10- Çocukların ilaç kullanmalarını destekleyen yaklaşımların dayandırıldığı araştırmaların çoğunda metodolojik sorunlar mevcuttur.
11- Davranışsal problemler zaten beyinde birtakım değişimlere neden olurlar, bu nedenle, bu çocuklardaki davranış sorunlarının tanımlanmasında, bu beyin kaynaklıdır denemez.
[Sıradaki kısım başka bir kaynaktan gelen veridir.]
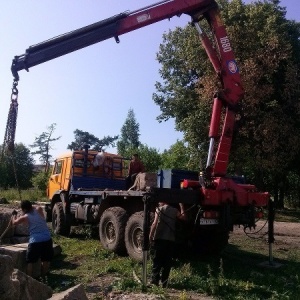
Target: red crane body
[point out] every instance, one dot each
(217, 189)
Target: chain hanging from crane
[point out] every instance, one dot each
(10, 131)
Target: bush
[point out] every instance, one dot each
(40, 180)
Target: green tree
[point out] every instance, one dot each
(129, 134)
(43, 143)
(177, 157)
(267, 48)
(85, 138)
(23, 162)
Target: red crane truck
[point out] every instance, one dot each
(214, 201)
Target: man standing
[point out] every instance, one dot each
(40, 241)
(162, 232)
(135, 167)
Çocukluk dönemindeki yaşantıların önemi büyüktür ve beyin deneyimler ile öğrenmektedir.
12- Yapılan araştırmalar çevresel faktörlerin çocuk için önemli olduğunu kanıtlamıştır.
13- Doğumdan gelen nörolojik aykırılıklar, IQ ve çocuğun huyları (çocuğun hareketlilik seviyesi dahil), A.D.D habercisi değildir.
14- A.D.D nin ilaçla tedavi edileceği zannı, bu konunun iyice araştırılmasını önlemekte, öğretmenlerin, ebeveynlerin, uzmanların konu dışında imişler gibi davranmalarına neden olmakta ve bu çocukların dışlanmasına ve yalnız kalmalarına sebep olmaktadır. “Sen hastasın ve bunun ilacını alarak iyileşeceksin. Benim yapabileceğim bir şey yok” anlayışı, çocukların daha kötüleşmesine sebep olmaktadır.
15- Biyokimyasal araştırmalara çok fazla yönelinmekte ve buna çok fazla fon ayrılmaktadır. Ancak bu konunun daha başka yönlerde araştırılması ve çocukların tam kapsamlı bir şekilde desteklenmeleri gerekmektedir.
20 senelik tecrübe, gözlem, bilgi birikimime dayalı olarak, yıllardır üzerinde durduğum, bu çocukların A.D.D davranışları göstermelerine büyük ölçüde bizlerin neden olduğudur. Gerek çocuk yetiştirme metodlarımız, gerek eğitim sistemlerimiz, gerek yaklaşımlarımızdaki yanlışların (çağdaş zannettiğimiz uygulamalar dahil) çocuklar üzerinde olumsuz etkiler meydana getirdiğini gözlemliyorum. Çoğunlukla pek çok itirazlara rağmen bunları paylaşmaya devam ediyorum.